Laywomen (see Table III) are more likely to be conference treasurers than they are DCMs or chancellors. The percentage of conference treasurer positions held by laywomen goes from 50% in the North Central Jurisdiction (the highest) to 20% in the Southeastern Jurisdiction (the lowest).
Clergywomen, on the other hand, are more likely to serve as directors of connectional ministries (DCMs), although there are slightly fewer clergywomen DCMs than women treasurers. Whereas laywomen hold 20% or more of the conference treasurer positions, clergywomen hold 20% or more of the DCM positions in three jurisdictions: Southeastern (27%); Northeastern (25%); and North Central (23%). In the Western Jurisdiction, clergywomen account for only 17% of the directors of connectional ministries and only 7% of DCMs in the Southeastern Jurisdiction. Overall, laywomen are more likely than their clergy sisters to find employment at the upper levels of annual conferences.
Some might argue that the lack of women in these leadership positions is not all that problematic since both clergywomen and laywomen are increasingly well represented as delegates to the General Conference, the denomination’s highest decision-making body. (Of the 1,000 international delegates to the 2004 General Conference—half clergy, half lay— 34% of clergy delegates were women, 51% of lay delegates were women.) However, the General Conference only meets for two weeks every four years to establish churchwide programs, budgets, and policies. Annual conferences meet annually, and their staff members carry out the day-to-day implementation of those budgets and program priorities.
Therefore, while women are increasingly involved in setting the big-picture course for the church, their voices are still greatly diminished at the place where we influence and live out our faith and work. For the most part, the leadership of annual conferences has been entrusted to men.
What if women were placed in these positions of authority? What new insights would they bring? What new ways of doing things might they introduce?
Is the church ready to allow more women to enter these spheres of influence? Is the church really committed to open hearts, open minds, and open doors?
Craig This is part of the Center for Applied Social Issues at Sinclair Community College.
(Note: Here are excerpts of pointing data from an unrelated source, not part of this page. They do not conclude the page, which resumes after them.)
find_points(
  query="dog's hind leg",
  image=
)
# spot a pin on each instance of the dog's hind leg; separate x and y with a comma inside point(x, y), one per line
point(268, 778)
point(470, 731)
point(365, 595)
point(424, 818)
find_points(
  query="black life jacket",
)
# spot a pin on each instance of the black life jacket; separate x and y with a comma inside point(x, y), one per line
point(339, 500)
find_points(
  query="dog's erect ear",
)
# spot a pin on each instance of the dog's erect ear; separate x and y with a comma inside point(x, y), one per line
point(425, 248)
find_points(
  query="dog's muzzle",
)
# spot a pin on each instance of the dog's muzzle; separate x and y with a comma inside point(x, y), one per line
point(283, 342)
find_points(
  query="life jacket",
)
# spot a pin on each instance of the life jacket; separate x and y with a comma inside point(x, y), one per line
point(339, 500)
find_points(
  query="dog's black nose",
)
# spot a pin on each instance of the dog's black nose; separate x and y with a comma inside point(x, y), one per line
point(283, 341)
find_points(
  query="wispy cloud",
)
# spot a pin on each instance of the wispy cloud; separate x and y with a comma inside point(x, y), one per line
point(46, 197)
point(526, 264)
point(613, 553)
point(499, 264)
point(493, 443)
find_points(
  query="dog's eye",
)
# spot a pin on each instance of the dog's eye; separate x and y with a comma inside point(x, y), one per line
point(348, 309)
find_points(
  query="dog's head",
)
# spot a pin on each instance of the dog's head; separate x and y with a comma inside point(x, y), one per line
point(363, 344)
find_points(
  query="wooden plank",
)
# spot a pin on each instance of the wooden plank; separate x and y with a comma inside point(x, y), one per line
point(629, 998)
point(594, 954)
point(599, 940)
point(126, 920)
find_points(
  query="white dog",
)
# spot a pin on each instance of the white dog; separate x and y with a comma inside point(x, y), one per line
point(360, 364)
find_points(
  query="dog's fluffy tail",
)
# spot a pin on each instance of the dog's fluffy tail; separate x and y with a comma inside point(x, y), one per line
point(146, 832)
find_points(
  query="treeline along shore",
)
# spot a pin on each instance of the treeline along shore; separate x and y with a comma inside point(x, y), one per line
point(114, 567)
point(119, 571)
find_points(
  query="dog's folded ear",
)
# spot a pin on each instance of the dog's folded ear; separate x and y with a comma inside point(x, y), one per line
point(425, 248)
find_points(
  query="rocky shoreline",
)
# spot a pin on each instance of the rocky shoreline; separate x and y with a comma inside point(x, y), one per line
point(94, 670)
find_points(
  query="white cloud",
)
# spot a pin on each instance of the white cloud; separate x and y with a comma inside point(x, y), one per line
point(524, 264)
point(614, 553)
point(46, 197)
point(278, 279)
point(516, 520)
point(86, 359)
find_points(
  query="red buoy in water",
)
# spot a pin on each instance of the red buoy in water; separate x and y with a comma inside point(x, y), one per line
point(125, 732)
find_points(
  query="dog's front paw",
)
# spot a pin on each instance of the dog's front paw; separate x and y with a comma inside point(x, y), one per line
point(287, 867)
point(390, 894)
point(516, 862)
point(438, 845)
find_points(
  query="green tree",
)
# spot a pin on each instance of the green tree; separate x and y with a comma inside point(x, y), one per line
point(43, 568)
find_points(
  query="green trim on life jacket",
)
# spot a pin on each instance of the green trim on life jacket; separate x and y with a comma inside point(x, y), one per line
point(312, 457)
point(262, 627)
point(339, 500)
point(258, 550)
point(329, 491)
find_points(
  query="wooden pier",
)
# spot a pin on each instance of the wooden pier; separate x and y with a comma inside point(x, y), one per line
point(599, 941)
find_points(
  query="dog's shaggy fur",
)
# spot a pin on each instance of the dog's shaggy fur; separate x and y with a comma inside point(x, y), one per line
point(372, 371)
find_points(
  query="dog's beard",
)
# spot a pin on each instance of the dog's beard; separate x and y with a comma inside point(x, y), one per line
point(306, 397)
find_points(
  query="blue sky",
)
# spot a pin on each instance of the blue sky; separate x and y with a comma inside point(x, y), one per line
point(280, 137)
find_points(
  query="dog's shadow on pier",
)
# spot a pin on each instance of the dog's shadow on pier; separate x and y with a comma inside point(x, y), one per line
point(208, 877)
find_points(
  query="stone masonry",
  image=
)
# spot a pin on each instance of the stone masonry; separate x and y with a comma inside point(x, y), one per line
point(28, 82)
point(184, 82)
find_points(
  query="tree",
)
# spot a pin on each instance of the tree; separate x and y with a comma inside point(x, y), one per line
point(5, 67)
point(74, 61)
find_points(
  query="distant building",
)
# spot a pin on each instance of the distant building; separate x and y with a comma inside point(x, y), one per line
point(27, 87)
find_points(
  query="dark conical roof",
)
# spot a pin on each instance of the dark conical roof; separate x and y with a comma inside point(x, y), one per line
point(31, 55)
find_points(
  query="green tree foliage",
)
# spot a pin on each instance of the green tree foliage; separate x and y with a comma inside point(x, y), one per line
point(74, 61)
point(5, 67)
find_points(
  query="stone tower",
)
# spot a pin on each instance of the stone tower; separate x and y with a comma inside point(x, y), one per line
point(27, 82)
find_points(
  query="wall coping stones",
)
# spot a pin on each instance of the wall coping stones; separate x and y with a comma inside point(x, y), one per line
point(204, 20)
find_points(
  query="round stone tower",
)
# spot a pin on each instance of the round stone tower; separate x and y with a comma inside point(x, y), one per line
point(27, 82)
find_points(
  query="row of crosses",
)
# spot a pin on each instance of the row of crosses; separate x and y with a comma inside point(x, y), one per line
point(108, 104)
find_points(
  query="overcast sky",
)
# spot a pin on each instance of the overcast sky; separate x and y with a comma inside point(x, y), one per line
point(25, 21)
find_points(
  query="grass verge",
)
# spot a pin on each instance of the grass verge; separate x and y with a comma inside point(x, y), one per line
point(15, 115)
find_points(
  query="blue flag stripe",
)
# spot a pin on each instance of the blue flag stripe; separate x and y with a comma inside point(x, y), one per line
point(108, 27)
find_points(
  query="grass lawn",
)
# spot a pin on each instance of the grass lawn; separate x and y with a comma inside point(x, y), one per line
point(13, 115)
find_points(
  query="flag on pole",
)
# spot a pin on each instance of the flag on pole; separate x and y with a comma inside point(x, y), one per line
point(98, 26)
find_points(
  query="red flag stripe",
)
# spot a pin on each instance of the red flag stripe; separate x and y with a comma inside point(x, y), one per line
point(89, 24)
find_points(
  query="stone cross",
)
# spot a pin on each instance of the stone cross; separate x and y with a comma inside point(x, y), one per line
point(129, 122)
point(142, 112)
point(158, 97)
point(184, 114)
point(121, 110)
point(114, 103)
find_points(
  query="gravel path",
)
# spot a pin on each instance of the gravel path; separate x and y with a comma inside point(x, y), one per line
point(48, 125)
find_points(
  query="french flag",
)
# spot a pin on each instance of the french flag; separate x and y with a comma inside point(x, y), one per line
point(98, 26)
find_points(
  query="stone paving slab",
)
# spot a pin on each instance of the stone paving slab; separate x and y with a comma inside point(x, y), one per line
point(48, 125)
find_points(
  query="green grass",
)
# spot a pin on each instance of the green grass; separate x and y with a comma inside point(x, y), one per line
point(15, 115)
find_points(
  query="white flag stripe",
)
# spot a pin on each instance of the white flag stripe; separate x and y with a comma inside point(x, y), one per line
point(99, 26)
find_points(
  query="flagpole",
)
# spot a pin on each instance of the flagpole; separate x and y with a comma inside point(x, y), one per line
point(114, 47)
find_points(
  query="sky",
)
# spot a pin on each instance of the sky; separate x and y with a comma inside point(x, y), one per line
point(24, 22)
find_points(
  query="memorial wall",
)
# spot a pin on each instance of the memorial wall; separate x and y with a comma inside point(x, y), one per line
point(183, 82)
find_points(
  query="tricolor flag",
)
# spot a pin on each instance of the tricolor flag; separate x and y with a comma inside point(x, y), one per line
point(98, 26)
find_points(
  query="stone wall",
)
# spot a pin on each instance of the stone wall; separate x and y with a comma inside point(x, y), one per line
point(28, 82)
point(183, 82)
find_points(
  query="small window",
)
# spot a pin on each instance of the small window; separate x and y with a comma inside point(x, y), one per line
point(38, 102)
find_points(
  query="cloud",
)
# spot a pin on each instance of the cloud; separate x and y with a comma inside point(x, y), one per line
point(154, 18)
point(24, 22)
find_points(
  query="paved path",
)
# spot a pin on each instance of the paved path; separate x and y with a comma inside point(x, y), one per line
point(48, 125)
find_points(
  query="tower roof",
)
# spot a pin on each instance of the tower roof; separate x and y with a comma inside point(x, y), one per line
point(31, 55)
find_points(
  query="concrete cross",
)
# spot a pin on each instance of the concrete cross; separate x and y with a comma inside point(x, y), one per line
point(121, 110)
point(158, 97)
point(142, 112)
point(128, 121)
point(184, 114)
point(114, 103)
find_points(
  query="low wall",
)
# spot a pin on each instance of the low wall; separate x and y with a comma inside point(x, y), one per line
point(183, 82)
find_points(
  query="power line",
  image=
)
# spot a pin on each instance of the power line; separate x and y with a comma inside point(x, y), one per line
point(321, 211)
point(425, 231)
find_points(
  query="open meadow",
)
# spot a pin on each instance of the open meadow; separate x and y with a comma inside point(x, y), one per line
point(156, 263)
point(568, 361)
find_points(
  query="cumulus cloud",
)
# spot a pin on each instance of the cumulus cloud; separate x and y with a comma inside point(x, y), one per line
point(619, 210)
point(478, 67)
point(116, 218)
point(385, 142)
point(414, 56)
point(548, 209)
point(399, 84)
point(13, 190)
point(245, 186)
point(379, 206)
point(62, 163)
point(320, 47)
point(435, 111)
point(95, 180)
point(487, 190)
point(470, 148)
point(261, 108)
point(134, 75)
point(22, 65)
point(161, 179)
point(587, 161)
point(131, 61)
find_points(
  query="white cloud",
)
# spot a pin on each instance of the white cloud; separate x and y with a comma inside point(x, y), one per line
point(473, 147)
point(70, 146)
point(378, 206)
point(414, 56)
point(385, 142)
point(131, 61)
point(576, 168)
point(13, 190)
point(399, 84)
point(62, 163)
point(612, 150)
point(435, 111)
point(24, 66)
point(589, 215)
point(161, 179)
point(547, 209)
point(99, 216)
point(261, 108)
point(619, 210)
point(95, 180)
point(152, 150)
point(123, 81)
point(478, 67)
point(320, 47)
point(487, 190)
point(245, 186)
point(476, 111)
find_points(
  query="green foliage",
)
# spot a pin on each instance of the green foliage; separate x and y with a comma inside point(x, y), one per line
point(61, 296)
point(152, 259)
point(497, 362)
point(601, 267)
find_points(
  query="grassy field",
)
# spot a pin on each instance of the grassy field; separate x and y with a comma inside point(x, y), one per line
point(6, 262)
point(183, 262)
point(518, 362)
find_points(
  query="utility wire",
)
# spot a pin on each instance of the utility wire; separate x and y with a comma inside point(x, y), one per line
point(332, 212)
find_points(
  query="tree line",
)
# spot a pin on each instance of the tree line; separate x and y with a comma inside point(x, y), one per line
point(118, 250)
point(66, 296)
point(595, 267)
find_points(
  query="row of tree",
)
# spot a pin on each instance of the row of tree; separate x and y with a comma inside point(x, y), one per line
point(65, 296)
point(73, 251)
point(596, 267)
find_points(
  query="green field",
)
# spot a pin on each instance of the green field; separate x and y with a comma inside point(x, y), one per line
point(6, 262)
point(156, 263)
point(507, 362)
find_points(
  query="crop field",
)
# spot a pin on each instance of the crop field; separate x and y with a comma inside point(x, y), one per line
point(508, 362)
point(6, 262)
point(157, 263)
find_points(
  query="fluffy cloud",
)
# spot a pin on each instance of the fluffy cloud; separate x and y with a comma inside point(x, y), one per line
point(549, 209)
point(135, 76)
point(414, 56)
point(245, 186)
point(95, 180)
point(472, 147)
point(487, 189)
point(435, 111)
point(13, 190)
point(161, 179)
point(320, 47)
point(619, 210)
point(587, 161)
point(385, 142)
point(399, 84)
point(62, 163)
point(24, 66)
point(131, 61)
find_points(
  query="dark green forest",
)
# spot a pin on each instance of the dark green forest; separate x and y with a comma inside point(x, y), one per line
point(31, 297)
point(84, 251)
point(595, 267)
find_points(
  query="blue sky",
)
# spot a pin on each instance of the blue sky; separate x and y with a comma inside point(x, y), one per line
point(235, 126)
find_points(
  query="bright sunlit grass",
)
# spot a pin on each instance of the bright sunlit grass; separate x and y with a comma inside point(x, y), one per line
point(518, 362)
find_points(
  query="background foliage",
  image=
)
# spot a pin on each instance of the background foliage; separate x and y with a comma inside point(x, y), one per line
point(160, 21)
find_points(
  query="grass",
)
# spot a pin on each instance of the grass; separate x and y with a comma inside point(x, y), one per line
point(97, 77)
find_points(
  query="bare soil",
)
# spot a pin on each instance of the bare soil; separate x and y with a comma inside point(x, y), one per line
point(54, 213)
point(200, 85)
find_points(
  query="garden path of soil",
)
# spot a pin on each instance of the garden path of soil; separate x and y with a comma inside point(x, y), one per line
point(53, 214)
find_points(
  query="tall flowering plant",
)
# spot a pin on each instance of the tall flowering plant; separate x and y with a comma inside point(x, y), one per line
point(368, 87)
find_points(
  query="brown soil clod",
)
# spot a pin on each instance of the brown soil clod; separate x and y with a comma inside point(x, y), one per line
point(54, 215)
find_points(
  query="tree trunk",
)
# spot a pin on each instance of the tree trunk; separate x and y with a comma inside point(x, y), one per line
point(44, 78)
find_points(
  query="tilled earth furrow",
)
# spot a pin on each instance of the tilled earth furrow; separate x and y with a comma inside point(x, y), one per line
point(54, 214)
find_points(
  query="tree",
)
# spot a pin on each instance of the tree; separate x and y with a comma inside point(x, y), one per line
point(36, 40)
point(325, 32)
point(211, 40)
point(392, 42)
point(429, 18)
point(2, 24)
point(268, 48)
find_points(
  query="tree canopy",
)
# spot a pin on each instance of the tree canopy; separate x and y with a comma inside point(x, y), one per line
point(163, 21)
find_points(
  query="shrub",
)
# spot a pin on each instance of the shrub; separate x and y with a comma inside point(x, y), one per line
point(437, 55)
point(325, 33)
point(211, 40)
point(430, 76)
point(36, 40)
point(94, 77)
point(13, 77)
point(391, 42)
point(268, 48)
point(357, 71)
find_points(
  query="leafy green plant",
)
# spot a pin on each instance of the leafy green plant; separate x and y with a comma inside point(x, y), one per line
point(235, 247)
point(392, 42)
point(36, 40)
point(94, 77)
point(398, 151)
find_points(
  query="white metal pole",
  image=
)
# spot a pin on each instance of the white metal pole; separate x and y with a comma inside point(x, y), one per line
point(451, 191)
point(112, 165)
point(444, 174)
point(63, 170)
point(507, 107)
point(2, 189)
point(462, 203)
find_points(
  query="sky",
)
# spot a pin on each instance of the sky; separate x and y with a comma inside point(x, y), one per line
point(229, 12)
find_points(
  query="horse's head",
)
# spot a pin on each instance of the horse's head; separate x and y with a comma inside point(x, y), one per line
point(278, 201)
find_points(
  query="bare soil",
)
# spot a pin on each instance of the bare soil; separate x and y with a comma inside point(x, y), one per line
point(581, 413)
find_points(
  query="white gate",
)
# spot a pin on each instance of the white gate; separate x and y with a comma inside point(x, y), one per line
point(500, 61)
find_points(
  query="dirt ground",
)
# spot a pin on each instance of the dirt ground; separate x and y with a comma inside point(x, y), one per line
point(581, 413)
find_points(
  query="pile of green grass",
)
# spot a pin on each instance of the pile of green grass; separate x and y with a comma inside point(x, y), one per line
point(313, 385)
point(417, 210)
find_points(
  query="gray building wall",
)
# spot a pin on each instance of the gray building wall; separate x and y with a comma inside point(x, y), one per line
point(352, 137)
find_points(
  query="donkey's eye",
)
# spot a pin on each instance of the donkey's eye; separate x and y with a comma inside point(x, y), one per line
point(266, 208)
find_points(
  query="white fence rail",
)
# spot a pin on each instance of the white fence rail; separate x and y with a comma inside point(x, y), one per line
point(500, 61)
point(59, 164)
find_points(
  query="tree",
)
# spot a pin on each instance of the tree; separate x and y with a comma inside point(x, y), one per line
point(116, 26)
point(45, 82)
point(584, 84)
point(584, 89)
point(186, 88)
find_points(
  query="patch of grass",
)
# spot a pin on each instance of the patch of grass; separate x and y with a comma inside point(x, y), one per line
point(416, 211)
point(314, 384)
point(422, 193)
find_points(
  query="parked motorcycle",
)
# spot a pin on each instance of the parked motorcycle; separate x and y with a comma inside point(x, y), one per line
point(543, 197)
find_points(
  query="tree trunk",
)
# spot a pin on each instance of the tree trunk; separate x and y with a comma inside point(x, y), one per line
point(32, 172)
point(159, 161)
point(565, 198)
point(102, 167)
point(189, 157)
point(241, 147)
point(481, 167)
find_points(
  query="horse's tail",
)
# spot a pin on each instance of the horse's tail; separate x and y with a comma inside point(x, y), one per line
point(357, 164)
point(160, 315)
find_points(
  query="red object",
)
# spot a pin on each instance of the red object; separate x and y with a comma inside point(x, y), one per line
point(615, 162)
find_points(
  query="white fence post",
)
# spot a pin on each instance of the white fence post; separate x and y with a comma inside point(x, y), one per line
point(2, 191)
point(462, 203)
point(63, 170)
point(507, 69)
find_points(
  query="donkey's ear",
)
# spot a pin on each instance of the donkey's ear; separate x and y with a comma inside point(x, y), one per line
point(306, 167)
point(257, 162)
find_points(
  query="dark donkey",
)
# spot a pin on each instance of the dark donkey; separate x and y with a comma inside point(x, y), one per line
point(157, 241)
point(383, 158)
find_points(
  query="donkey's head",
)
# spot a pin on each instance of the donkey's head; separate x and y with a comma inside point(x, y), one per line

1 Not all U.S. annual conferences employ full-time chancellors; some employ part-time lawyers or contract for services as needed. The issue is not the status of that individual (full or part time), but rather the gender of a person that serves in a leadership position. This is similar to the categories of clergy in The United Methodist Church (Elder in Full Connection, Deacon in Full Connection, Full-time Local Pastor, Part-time Local Pastor, etc.) and the previous issues of The Flyer that dealt with clergywomen in the church. Included in that previous study were part-time and full-time local pastors as well as ordained elders and deacons. The question was not what clergy category that women had achieved, but rather the percentage of women “designated” as clergy. So, too, it is with the top three positions in an annual conference—chancellor, connectional ministries director, and treasurer. The issue is not so much which position women hold—although that is important—but rather are women being allowed to hold any of these positions, full-time or part-time? The question is, are women being allowed to serve in positions of authority?